McCain’s announcement today seems to do the same thing, and do so with a finality that likely means that Republicans will not be able to revisit the idea of repealing and replacing the PPACA at any point before the 2018 midterms and, more importantly perhaps, the 2018 primary elections. This last point is important because the inability of Congressional Republicans to pass a health care bill and get it to the President’s desk has already been the subject of widespread criticism from both the President himself and from grassroots organizations that have devoted much of the past seven years to campaigning against Obamacare.

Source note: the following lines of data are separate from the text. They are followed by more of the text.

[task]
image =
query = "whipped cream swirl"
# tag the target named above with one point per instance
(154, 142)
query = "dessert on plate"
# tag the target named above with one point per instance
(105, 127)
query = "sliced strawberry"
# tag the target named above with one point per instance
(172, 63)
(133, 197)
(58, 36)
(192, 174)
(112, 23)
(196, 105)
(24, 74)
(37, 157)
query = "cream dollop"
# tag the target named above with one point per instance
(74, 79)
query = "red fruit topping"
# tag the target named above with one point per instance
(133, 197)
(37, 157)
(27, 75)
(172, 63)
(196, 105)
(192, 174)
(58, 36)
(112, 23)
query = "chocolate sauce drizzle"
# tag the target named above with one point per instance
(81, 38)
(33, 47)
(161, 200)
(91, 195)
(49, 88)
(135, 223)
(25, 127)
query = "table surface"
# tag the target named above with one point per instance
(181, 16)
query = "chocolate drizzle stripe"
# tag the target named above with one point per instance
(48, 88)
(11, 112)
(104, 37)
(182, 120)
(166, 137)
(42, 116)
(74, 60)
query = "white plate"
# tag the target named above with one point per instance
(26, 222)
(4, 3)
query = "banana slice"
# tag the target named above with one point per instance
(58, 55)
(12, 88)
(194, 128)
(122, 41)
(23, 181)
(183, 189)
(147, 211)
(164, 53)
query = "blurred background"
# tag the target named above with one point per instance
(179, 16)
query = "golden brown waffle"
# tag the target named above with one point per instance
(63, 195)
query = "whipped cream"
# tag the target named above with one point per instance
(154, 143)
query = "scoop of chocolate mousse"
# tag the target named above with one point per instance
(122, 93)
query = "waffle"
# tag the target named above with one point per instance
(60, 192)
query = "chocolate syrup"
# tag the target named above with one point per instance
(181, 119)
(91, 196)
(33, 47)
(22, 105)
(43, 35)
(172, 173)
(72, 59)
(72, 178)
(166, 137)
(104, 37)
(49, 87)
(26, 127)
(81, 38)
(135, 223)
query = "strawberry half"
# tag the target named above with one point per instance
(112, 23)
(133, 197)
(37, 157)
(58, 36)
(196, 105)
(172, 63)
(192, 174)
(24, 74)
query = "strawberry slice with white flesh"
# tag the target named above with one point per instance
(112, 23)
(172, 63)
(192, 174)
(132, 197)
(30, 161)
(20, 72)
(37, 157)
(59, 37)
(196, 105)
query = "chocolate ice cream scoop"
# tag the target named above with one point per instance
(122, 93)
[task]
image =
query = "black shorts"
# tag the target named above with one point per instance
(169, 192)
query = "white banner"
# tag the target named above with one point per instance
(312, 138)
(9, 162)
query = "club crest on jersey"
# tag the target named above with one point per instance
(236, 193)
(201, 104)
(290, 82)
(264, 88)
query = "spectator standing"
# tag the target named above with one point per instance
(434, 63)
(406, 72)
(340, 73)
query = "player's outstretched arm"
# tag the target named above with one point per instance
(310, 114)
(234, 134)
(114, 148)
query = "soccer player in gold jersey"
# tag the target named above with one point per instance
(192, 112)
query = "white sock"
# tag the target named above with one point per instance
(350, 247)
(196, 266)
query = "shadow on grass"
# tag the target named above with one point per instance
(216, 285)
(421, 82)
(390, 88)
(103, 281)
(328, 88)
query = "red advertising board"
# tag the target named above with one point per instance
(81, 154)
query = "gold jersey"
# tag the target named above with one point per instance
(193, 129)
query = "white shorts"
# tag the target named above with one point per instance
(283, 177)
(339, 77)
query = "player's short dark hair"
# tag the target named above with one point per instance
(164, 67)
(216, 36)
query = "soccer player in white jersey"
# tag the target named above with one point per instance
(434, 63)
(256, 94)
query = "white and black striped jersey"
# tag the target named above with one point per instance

This failure, if it comes to pass, could mean we’ll see a lot more primary challenges against incumbent Republicans in both the Senate and the House than we might have seen otherwise. This in turn could have a real impact on the battle for control of Congress if it means that incumbents end up getting defeated in the primaries and replaced by candidates further to the right who have problems in a General Election against candidates that are further to the right and who use the failure to follow through on seven years of promises on health care reform.